The newly proposed $35 million arrangement would supplement those earlier payments and potentially extend compensation to additional claimants who did not participate in prior programs or whose claims remained unresolved.
Boies Schiller Flexner has played a prominent role in civil litigation connected to Epstein. The firm previously secured $365 million in settlements from JPMorgan Chase and Deutsche Bank after alleging the financial institutions failed to act on warning signs tied to Epstein, who had once been a high-value client.
The settlement underscores the continuing legal and financial repercussions stemming from Epstein’s case, which has generated years of civil litigation in addition to the criminal charges that were pending at the time of his death.
Although Epstein’s death halted federal prosecution, it did not extinguish civil liability claims. Victims have sought accountability through lawsuits targeting individuals and institutions they contend facilitated or overlooked his conduct.
The estate’s decision to pursue settlement rather than proceed to trial reflects a broader trend in high-profile abuse cases, where negotiated resolutions can provide compensation while avoiding protracted and public courtroom battles.
Legal Finality and Lingering Questions
If approved, the $35 million agreement would mark another step toward financial closure for Epstein’s estate.
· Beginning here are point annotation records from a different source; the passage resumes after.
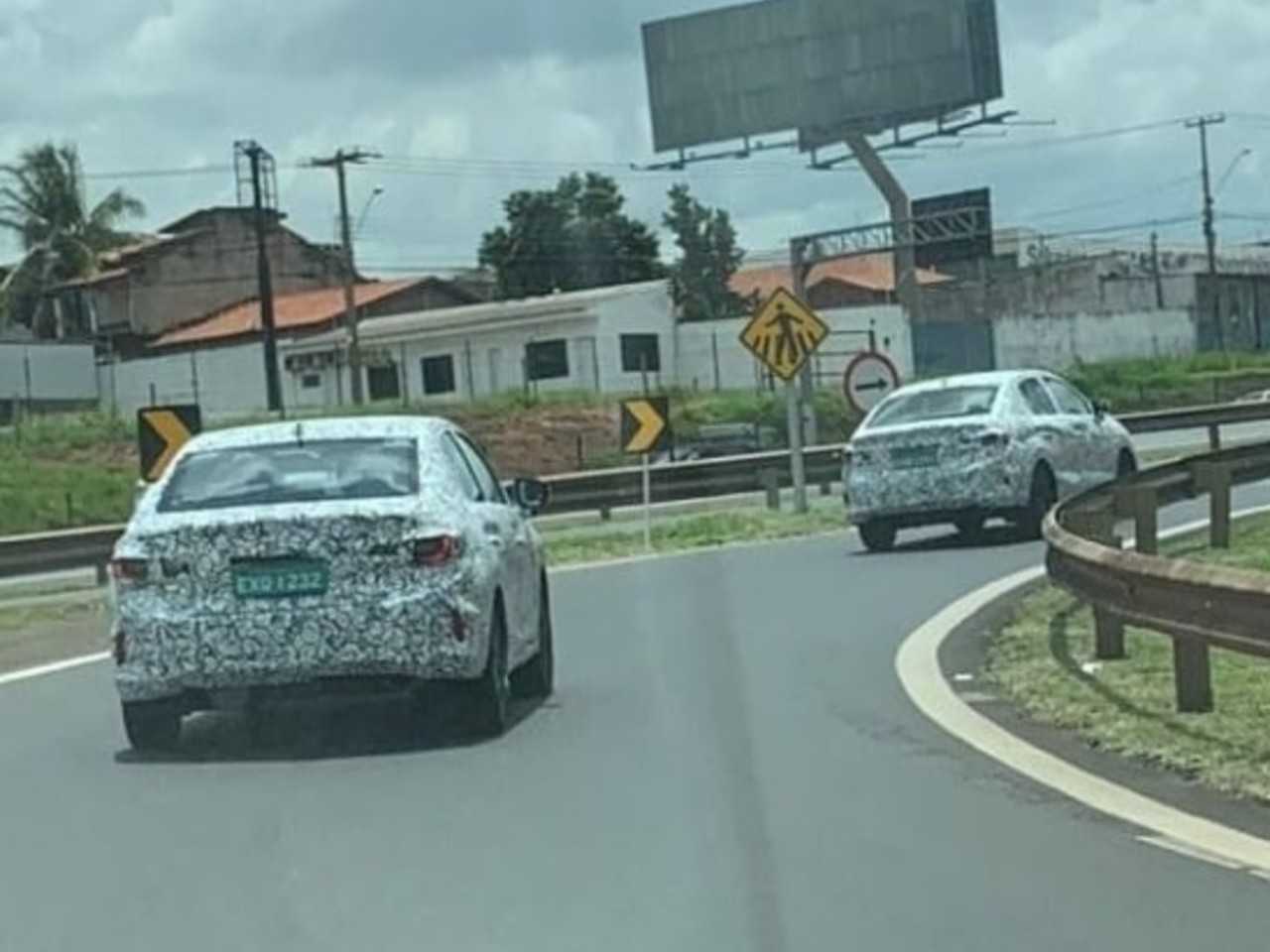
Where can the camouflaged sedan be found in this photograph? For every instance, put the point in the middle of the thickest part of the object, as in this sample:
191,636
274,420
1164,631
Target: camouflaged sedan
965,449
327,556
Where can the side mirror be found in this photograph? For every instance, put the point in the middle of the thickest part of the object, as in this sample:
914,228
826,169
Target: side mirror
531,495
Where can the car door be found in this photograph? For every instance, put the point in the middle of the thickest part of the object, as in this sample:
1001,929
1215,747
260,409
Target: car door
1048,434
521,552
1093,454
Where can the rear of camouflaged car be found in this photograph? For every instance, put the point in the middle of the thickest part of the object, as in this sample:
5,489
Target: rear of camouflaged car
276,555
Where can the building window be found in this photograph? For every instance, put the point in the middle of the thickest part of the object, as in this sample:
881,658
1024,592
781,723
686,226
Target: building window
642,352
439,375
384,382
547,359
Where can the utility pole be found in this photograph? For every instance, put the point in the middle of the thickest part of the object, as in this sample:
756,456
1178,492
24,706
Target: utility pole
1202,123
1155,271
341,158
262,173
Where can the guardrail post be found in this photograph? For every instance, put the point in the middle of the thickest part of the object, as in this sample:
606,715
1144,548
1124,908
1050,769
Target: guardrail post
1098,526
1215,480
771,481
1193,676
1139,503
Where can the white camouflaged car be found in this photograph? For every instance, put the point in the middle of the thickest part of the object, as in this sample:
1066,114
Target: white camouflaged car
327,556
965,449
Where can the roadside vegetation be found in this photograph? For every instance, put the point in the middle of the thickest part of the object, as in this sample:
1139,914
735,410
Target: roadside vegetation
1043,661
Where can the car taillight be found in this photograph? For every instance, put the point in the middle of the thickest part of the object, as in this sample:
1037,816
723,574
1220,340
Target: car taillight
437,549
130,571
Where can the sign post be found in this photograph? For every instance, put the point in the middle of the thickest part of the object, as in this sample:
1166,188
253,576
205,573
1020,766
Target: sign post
783,335
647,430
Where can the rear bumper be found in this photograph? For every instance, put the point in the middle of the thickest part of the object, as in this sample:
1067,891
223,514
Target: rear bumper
429,638
935,495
Yet the settlement does not constitute a judicial determination of liability, and the absence of admissions from Indyke and Kahn leaves unresolved debates over the scope of responsibility among Epstein’s professional circle.
For victims, the proposed settlement may represent both an opportunity for compensation and a reminder of the limits of civil litigation. Financial redress, while significant, cannot substitute for criminal adjudication, which became impossible after Epstein’s death.
The agreement also highlights the evolving strategies of plaintiffs’ attorneys in complex abuse cases. By targeting financial intermediaries and estate administrators, litigants have sought to widen the circle of accountability beyond the principal wrongdoer.
From a legal perspective, the settlement may reduce uncertainty for the estate’s administrators and beneficiaries, allowing remaining assets to be distributed or managed without the cloud of ongoing litigation. However, judicial review will determine whether the terms satisfy fairness standards for class members.
As federal courts continue to oversee related proceedings, the Epstein matter remains a touchstone for broader discussions about institutional oversight, professional ethics, and the mechanisms available to survivors seeking justice through the civil system.
A judge in Manhattan will now weigh whether the proposed resolution meets the requirements for approval under federal class action rules. Until then, the agreement stands as a tentative but significant development in one of the most closely scrutinized civil cases arising from Epstein’s long-running scandal.